Можно сказать, что раньше управление (где это позволяли аборигены) осуществлялось прямым военным путем. Сейчас Запад пассионарно ослаб, воевать разучился и боится, но прежние амбиции еще пока остались (особенно в США) и прямое военное присутствие в основном заменяется идеологическим воздействием. Былое мужество солдат-завоевателей заменяется хитростью журналистов и банковских служащих. Но надолго ли этой хитрости хватит? Например, заселение Европы и Северной Америки пришельцами с Юга – актуальная реальность, наиболее опасная для Запада из всех имеющихся. Как с ней бороться с помощью пропаганды и финансовых махинаций?
Любая идеологическая доктрина есть следствие мощности того государства (или нескольких государств), которое пропагандирует эту доктрину. И если Россия стремится к своей силе, то она просто обязана выработать свою идеологию, которая подходила бы ей всецело и органично вписывалась в ее самобытность. Элементы именно такой идеологии и будут рассмотрены в следующем параграфе.
5.3. Ограниченная демократия
Отличие российской демократии от западной можно сформулировать по двум позициям: а) меньшая степень политических свобод, б) большая степень экономических свобод. Здесь положение в п. б) призвано компенсировать некоторый негатив от того, что определено в п. а).
Меньшая, чем на Западе, степень политических свобод частично уже реализована в России существованием очень сильного института президента. В последнее время либералы-западники, несмотря на то, что некогда сами создавали этот институт, после потери власти стали призывать к его ослаблению. Эти призывы явно не на пользу России, и не стоит обращать на них внимание. Собственно, данная работа во многом создавалась для того, чтобы показать необходимость сильной власти в России и недопущения ослабления президентства. При этом представляется, что только одним сохранением существующего положения вещей ограничиваться нельзя и необходимы дополнительные меры. Например, крайне полезно введение двух моментов. 1) Введение института конституционной монархии с правом осуществлять моральное порицание бездарных правителей; 2) Увеличение срока полномочия президента России.

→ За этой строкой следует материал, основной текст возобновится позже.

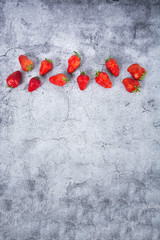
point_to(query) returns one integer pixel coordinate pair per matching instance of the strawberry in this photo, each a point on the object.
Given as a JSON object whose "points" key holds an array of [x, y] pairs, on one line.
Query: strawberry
{"points": [[34, 83], [82, 80], [103, 79], [26, 64], [14, 79], [137, 71], [131, 85], [59, 79], [112, 66], [73, 62], [46, 66]]}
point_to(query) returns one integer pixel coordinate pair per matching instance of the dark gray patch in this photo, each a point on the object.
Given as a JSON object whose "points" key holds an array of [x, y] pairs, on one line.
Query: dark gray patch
{"points": [[31, 185], [149, 105], [40, 196], [156, 124], [8, 204], [25, 23], [3, 187]]}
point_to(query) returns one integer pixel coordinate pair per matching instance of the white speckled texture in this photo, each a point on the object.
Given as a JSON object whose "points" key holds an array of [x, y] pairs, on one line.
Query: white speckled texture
{"points": [[80, 165]]}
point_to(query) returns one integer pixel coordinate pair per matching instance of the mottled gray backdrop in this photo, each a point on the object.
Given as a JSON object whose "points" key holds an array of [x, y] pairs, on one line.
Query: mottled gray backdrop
{"points": [[80, 165]]}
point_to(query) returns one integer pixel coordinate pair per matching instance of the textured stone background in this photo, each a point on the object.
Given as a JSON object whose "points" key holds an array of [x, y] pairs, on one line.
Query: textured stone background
{"points": [[80, 165]]}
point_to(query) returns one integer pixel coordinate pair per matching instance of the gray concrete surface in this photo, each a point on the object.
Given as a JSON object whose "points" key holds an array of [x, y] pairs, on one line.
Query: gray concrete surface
{"points": [[80, 165]]}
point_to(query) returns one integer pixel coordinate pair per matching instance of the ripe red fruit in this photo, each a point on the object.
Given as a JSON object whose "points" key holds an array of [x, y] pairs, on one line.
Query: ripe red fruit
{"points": [[131, 85], [82, 80], [34, 83], [73, 62], [112, 65], [46, 66], [59, 79], [14, 79], [26, 64], [103, 79], [137, 71]]}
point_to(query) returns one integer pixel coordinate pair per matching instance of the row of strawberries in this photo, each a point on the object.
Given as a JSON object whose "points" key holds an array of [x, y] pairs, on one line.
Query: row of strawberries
{"points": [[102, 78]]}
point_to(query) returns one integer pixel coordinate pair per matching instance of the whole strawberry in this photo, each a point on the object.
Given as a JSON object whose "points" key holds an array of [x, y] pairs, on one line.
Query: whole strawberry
{"points": [[73, 62], [137, 71], [46, 66], [82, 80], [26, 64], [103, 79], [34, 83], [59, 79], [112, 65], [14, 79], [131, 85]]}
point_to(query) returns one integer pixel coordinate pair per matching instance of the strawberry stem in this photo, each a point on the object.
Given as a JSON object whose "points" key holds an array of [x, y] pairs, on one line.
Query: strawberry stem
{"points": [[83, 73], [108, 59], [65, 79], [136, 89], [48, 60], [77, 55], [143, 75], [29, 67], [97, 73]]}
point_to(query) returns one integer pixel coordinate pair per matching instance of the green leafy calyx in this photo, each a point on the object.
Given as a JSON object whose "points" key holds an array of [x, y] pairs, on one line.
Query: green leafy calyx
{"points": [[83, 73], [48, 60], [108, 59], [97, 73], [137, 89], [143, 75], [29, 67], [65, 79]]}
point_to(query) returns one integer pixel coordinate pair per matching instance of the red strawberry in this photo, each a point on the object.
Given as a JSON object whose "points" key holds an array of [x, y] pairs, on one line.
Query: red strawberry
{"points": [[137, 71], [26, 64], [131, 85], [73, 62], [46, 66], [83, 80], [112, 66], [14, 79], [34, 83], [59, 79], [103, 79]]}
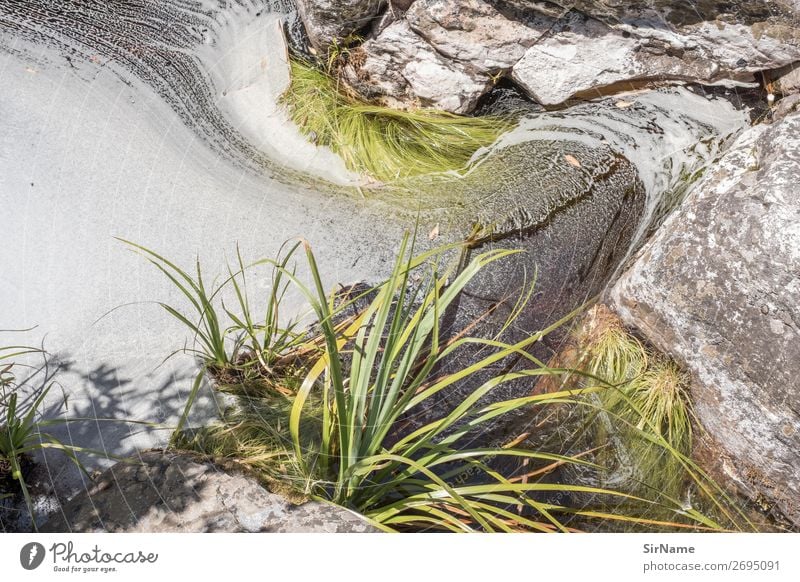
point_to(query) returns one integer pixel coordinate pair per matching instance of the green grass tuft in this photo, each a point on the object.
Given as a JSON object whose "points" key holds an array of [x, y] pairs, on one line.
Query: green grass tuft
{"points": [[387, 144], [341, 423]]}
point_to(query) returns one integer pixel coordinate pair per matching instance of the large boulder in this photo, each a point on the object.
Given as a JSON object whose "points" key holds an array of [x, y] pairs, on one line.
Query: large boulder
{"points": [[173, 492], [600, 44], [560, 50], [400, 69], [329, 21], [718, 288]]}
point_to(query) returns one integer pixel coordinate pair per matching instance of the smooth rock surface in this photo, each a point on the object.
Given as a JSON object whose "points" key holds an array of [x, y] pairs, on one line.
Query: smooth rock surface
{"points": [[171, 492], [167, 147], [472, 32], [400, 69], [718, 288], [583, 54], [560, 50]]}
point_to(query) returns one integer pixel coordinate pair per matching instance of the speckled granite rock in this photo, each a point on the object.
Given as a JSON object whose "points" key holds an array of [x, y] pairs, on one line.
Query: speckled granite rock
{"points": [[571, 48], [173, 492], [718, 288]]}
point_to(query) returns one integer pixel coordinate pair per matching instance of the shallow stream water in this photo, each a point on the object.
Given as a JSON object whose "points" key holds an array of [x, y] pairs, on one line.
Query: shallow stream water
{"points": [[157, 121]]}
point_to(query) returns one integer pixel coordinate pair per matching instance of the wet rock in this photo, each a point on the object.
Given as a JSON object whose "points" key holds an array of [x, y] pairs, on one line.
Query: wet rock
{"points": [[329, 21], [172, 492], [400, 69], [717, 288], [572, 209]]}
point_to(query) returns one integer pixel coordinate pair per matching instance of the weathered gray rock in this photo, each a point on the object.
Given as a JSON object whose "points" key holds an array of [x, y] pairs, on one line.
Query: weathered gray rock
{"points": [[718, 288], [788, 79], [559, 50], [400, 69], [472, 32], [668, 39], [328, 21], [583, 54], [172, 492]]}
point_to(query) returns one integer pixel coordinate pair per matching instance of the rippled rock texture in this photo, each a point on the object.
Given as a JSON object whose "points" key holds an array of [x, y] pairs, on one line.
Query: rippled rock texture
{"points": [[718, 288], [559, 50], [183, 493], [156, 121]]}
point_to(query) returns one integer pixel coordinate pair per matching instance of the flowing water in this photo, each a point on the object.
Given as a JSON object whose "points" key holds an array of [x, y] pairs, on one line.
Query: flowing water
{"points": [[157, 121]]}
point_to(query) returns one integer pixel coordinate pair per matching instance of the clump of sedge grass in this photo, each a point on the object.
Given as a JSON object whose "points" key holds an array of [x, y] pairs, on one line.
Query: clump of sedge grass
{"points": [[338, 428], [641, 419], [387, 144], [646, 390], [22, 427]]}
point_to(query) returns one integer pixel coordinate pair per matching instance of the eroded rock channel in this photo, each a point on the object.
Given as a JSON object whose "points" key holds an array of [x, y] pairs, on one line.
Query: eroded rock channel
{"points": [[179, 101]]}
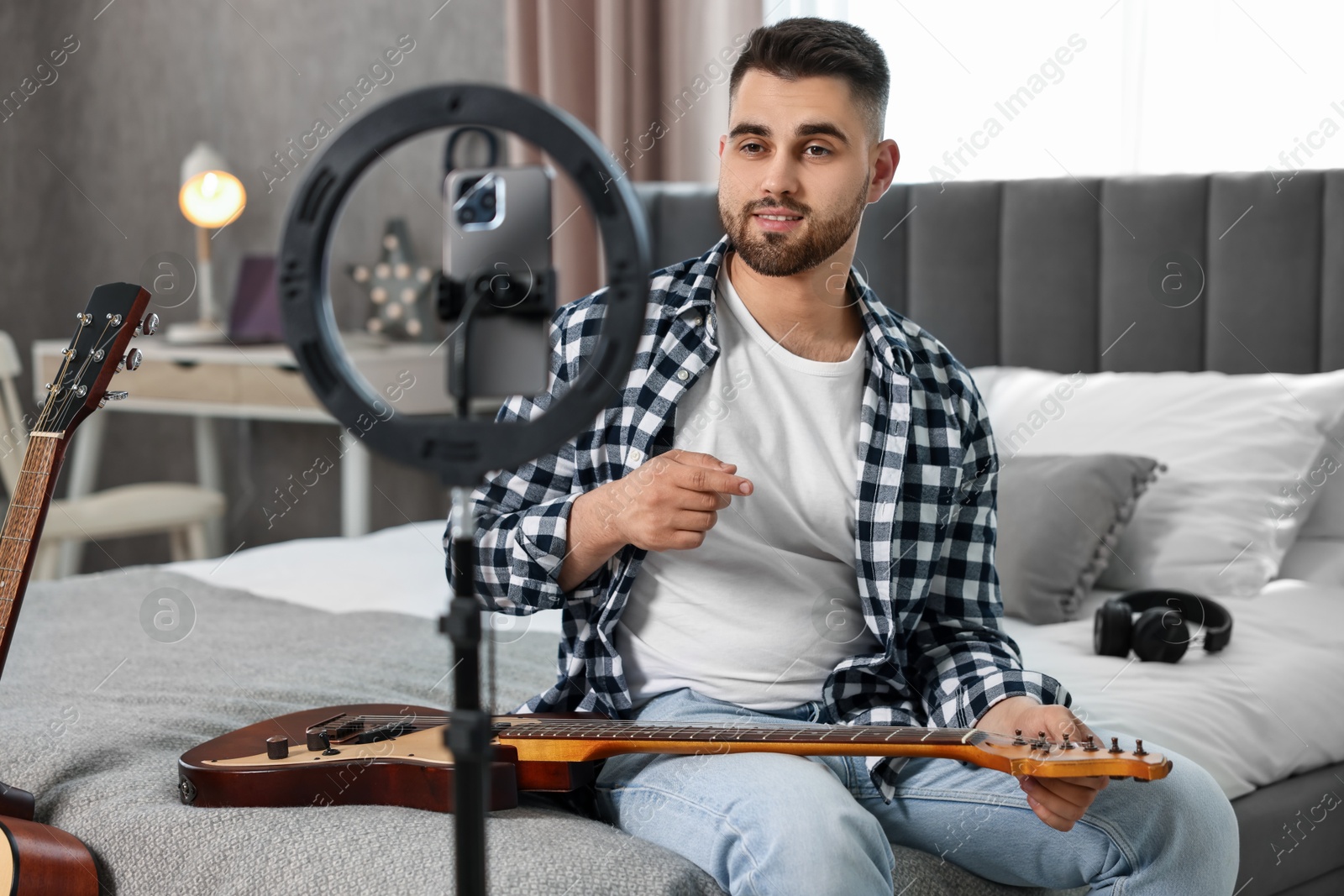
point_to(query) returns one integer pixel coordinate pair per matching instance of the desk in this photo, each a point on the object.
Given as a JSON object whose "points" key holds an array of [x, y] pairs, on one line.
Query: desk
{"points": [[255, 383]]}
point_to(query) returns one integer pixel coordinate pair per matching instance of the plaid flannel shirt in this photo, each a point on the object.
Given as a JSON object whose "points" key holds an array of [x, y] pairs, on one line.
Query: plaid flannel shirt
{"points": [[925, 521]]}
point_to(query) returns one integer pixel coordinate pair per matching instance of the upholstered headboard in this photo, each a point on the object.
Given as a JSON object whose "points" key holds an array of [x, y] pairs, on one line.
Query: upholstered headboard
{"points": [[1068, 275]]}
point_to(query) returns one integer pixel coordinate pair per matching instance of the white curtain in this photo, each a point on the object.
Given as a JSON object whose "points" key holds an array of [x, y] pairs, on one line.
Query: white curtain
{"points": [[1146, 86]]}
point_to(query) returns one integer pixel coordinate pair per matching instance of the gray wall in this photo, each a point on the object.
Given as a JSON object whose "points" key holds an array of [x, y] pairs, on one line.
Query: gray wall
{"points": [[150, 78]]}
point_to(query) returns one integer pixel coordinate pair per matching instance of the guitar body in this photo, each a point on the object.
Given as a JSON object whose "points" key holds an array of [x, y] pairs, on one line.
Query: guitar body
{"points": [[413, 770], [39, 859], [394, 755]]}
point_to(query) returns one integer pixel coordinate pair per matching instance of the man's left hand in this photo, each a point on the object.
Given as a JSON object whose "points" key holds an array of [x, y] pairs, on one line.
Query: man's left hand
{"points": [[1059, 802]]}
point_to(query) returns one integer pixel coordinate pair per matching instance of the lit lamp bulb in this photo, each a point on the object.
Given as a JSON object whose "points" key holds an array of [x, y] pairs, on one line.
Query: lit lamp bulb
{"points": [[210, 197]]}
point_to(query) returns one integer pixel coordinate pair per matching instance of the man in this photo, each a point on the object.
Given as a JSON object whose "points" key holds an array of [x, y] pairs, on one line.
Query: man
{"points": [[788, 516]]}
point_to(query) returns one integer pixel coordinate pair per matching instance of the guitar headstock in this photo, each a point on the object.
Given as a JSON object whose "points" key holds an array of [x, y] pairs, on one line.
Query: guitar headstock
{"points": [[1068, 758], [98, 349]]}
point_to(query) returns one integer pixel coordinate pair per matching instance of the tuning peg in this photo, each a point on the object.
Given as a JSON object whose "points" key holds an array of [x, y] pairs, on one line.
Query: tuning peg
{"points": [[131, 362]]}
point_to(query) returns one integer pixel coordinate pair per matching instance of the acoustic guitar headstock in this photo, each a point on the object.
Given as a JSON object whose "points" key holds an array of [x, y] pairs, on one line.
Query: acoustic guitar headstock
{"points": [[1066, 758], [98, 349]]}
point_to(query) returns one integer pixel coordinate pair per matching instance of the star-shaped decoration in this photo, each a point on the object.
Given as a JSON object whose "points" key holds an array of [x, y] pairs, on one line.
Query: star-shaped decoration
{"points": [[398, 286]]}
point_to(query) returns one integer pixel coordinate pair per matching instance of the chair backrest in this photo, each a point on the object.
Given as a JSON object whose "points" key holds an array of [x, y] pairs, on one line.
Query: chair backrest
{"points": [[13, 432]]}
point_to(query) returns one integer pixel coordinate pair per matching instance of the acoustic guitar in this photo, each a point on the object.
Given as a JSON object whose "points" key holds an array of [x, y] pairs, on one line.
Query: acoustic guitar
{"points": [[394, 755], [39, 859]]}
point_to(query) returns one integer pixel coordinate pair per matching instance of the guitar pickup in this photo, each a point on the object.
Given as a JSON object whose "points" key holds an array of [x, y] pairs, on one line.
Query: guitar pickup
{"points": [[381, 732]]}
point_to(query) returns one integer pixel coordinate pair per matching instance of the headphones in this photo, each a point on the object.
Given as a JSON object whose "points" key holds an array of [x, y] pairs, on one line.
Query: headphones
{"points": [[1162, 631]]}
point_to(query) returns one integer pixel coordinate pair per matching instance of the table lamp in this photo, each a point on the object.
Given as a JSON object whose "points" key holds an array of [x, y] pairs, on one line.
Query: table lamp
{"points": [[210, 197]]}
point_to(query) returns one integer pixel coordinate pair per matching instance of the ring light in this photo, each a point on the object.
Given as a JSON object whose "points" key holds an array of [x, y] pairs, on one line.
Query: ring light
{"points": [[459, 448]]}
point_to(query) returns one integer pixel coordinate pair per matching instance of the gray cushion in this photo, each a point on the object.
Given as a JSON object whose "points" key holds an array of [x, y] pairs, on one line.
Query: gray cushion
{"points": [[1058, 519], [94, 714]]}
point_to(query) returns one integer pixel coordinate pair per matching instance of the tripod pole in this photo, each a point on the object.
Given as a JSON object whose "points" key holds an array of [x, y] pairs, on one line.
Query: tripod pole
{"points": [[470, 728]]}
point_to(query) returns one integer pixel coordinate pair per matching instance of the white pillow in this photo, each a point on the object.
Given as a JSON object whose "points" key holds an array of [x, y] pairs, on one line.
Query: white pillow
{"points": [[1240, 450], [1320, 560]]}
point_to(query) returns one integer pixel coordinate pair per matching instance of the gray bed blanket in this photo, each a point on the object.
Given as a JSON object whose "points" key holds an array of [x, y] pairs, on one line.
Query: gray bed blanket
{"points": [[94, 714]]}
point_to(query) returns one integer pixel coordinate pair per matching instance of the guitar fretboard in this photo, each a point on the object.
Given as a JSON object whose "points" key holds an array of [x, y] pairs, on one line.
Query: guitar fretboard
{"points": [[20, 521], [741, 734]]}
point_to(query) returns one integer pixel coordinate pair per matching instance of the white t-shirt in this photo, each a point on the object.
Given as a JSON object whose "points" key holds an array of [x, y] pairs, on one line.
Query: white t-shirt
{"points": [[761, 613]]}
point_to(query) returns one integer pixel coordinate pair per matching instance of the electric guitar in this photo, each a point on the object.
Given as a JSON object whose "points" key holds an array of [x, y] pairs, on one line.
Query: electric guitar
{"points": [[394, 755], [39, 859]]}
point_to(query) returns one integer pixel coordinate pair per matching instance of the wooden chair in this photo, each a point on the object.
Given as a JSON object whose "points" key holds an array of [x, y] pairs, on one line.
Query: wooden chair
{"points": [[179, 510]]}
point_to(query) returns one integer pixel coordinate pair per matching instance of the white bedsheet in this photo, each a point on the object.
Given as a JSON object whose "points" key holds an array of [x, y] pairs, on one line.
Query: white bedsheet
{"points": [[1267, 708], [1263, 708]]}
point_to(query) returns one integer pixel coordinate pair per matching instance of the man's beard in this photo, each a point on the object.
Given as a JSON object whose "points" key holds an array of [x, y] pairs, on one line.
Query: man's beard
{"points": [[785, 254]]}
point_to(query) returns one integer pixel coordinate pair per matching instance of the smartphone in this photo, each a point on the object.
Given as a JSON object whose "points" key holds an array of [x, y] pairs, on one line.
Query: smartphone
{"points": [[499, 221]]}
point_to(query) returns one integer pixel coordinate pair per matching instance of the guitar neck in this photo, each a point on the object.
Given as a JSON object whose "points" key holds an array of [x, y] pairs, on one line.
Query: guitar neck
{"points": [[871, 738], [24, 524]]}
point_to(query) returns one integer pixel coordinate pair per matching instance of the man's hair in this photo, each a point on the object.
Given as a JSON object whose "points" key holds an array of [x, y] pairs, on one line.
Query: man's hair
{"points": [[808, 46]]}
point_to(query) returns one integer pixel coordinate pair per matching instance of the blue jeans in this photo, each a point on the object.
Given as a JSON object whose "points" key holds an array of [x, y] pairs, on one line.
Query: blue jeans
{"points": [[768, 824]]}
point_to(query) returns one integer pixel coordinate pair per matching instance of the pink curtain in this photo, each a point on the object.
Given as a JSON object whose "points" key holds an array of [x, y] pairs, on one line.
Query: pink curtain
{"points": [[648, 76]]}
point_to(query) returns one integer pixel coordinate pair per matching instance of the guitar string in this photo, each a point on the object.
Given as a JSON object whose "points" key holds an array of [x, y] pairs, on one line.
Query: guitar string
{"points": [[89, 359], [60, 375], [617, 726]]}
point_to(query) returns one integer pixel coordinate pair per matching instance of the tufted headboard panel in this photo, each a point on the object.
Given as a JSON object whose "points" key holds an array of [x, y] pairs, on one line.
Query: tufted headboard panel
{"points": [[1241, 273]]}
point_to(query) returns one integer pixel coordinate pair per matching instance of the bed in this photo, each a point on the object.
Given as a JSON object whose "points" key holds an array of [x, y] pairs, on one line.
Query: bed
{"points": [[326, 621]]}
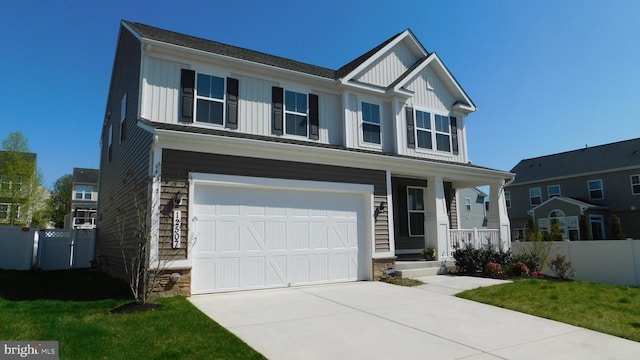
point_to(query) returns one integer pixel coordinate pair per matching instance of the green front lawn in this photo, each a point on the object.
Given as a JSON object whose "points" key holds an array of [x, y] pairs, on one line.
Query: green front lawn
{"points": [[85, 328], [605, 308]]}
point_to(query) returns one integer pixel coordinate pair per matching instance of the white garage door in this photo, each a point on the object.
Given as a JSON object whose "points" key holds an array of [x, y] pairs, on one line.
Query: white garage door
{"points": [[253, 238]]}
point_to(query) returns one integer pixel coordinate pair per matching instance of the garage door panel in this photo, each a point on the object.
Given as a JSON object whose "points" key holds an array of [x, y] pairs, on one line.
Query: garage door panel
{"points": [[258, 238]]}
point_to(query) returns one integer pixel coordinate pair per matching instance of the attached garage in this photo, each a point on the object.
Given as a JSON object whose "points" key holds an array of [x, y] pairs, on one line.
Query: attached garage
{"points": [[256, 233]]}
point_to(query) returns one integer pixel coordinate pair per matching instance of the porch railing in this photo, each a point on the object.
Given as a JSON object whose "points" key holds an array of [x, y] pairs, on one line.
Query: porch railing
{"points": [[478, 238]]}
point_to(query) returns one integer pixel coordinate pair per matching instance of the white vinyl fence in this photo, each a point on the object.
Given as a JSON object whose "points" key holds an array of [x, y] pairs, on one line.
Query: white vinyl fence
{"points": [[606, 261], [46, 249]]}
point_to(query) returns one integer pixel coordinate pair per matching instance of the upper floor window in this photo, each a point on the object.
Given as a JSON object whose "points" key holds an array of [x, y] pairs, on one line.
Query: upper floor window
{"points": [[371, 123], [295, 110], [535, 196], [443, 133], [635, 184], [553, 190], [423, 130], [596, 190], [210, 99], [83, 192], [123, 116]]}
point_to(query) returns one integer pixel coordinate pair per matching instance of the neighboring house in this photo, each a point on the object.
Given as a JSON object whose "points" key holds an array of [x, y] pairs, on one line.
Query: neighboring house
{"points": [[594, 181], [267, 172], [16, 192], [472, 208], [84, 200]]}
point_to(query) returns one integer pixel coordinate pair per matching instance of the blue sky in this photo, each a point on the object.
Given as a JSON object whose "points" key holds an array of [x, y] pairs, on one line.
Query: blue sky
{"points": [[547, 75]]}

Увеличение экономических свобод может выражаться также как минимум в двух моментах. 1) Низкие налоги; 2) Сбалансированность прав и обязанностей у всех участников товарно-денежных отношений, что предполагает отсутствие коррупции чиновников.
Теперь разберем предлагаемые положения подробнее.
Значительные угрозы, стоящие перед Россией и углубляющиеся вследствие исключительно большой ее территориальной протяженности, требуют, чтобы власть в ней была серьезной и ответственной. Поскольку в XX в. пассионарный уровень России сильно уменьшился, то эта власть не может быть в виде тоталитаризма, на это у народа просто не хватит сил. С другой стороны, мягкая западная демократия тоже неприемлема: она есть следствие весьма низкого пассионарного уровня Запада. Собственно говоря, Запад сконструировал под свои потребности и возможности нынешнюю форму демократии и для него она пока еще весьма благоприятна, хотя наблюдаемый поток эмигрантов уже напоминает о приближающемся конце эпохи блаженства этой цивилизации.